Маркович понял по насупленным бровям слушателя, что тот догадался сам, чем кончилась история.
– Правильно, я виноват оказался! «Телегу» в суд накатал хозяин, хотя там ремонта – подправить да постучать кой-какие железки. Мотор не пострадал. Правда, фару я ему коцнул своим «зиском» самосвальным, который мне в страду выдали в совхозе. Своих-то шоферов у них раз, два и обчелся. Присудили компенсировать ущерб бригадиру, мать его героиня! Ничего я не доказал… С тех пор мы с тем мужиком не здороваемся. Кулацкая морда, молоканский жмот! – в сердцах выругался Маркович, которому на суде такие аргументы пускать в ход не пришлось, а то бы припаяли еще и оскорбление личности.

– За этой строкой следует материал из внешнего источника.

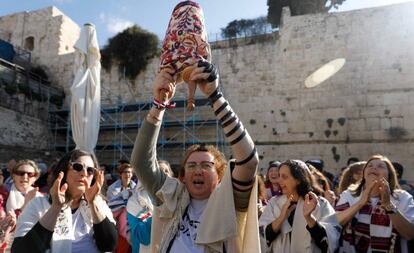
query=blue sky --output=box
[0,0,414,46]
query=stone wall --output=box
[0,2,414,180]
[102,3,414,180]
[213,3,414,180]
[0,107,53,158]
[0,7,80,94]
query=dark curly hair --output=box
[49,149,99,202]
[279,160,323,198]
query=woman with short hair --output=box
[12,150,117,253]
[6,159,41,216]
[336,155,414,253]
[259,160,340,253]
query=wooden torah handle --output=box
[181,66,197,111]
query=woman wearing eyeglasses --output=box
[259,160,340,253]
[12,150,117,253]
[335,155,414,253]
[131,61,260,253]
[6,160,41,216]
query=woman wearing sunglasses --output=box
[131,61,260,253]
[259,160,340,253]
[6,160,41,216]
[12,150,117,253]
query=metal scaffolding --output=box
[49,94,226,166]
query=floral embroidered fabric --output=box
[160,1,210,73]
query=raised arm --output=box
[131,70,175,202]
[190,62,258,205]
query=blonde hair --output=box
[12,159,40,179]
[338,161,367,193]
[349,155,401,197]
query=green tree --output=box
[267,0,346,28]
[101,25,159,79]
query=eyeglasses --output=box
[13,170,36,177]
[184,161,214,171]
[72,163,96,176]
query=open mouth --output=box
[368,172,378,177]
[193,179,204,185]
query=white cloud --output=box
[99,12,106,23]
[53,0,72,4]
[106,18,134,33]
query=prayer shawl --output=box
[335,190,414,253]
[15,195,115,253]
[151,161,260,253]
[6,184,42,214]
[106,179,136,212]
[259,195,340,253]
[126,182,154,253]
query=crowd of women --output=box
[0,61,414,253]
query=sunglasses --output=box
[13,170,36,177]
[184,161,214,171]
[72,163,96,176]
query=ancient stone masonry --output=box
[213,3,414,179]
[103,3,414,177]
[0,2,414,180]
[0,7,80,94]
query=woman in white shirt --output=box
[12,150,117,253]
[259,160,340,253]
[335,155,414,253]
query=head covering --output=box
[160,1,211,76]
[305,159,324,171]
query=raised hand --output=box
[153,68,176,103]
[21,187,39,210]
[50,171,68,208]
[82,170,104,204]
[303,192,318,218]
[378,178,391,209]
[190,61,219,96]
[280,194,296,220]
[359,180,378,205]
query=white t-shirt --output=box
[170,199,208,253]
[72,208,100,253]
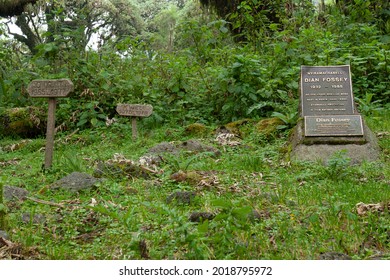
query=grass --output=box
[0,110,390,260]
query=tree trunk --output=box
[0,0,37,17]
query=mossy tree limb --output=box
[0,0,37,17]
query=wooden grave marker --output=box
[27,79,74,169]
[116,104,153,139]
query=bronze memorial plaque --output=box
[116,104,153,117]
[301,65,355,116]
[305,115,363,136]
[27,79,73,98]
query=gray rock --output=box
[290,122,380,164]
[22,213,46,225]
[51,172,100,192]
[148,142,177,154]
[145,140,221,164]
[179,140,221,156]
[3,186,29,201]
[167,191,196,204]
[320,252,352,260]
[188,212,215,223]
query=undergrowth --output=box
[0,110,390,260]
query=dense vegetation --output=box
[0,0,390,259]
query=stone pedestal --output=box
[290,120,380,164]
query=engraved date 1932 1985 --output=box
[213,266,272,276]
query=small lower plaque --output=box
[305,115,363,136]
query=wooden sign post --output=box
[116,104,153,139]
[27,79,73,169]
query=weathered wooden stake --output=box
[27,79,73,169]
[116,104,153,140]
[131,117,138,140]
[45,97,57,169]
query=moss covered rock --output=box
[0,107,46,138]
[184,123,208,137]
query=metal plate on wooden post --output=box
[116,104,153,117]
[27,79,74,169]
[27,79,74,98]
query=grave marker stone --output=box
[116,104,153,139]
[27,79,74,169]
[301,65,363,136]
[290,65,379,163]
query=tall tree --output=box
[3,0,143,54]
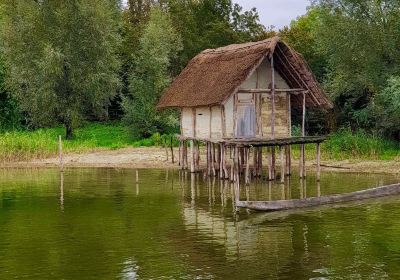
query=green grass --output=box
[0,123,400,162]
[293,129,400,160]
[0,123,177,162]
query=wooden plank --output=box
[279,146,285,183]
[317,143,321,182]
[238,88,305,93]
[271,55,275,139]
[236,184,400,211]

Вот и помогай после этого людям…
Прошу читателя заметить, что не Маркович сказал последнее предложение, это даже и не Сашкин вывод, а первая в рассказе и, уверяю вас, она же и последняя авторская ремарка. Чего комментировать там, где любой здравомыслящий человек сам дотумкает. Людям, конечно, помогать надо. Но не всем без разбору, а так, чтобы польза была и тому человеку, кому помогаешь, и обществу в целом. Истина ходульная, конечно, газетчиной отдает. Но ведь в ту пору, о которой повествуется, мозги большинства были настроены лозунгами и программами. «Все во имя Человека, все на благо Человека!» Так и писалось слово «человек» с большой буквы, словно это уже и не мужчина или женщина во плоти, а некая абстрактная субстанция, философская категория, которой ни пить, ни есть не требуется, ни иные биологические отправления осуществлять. На сем умолкаю.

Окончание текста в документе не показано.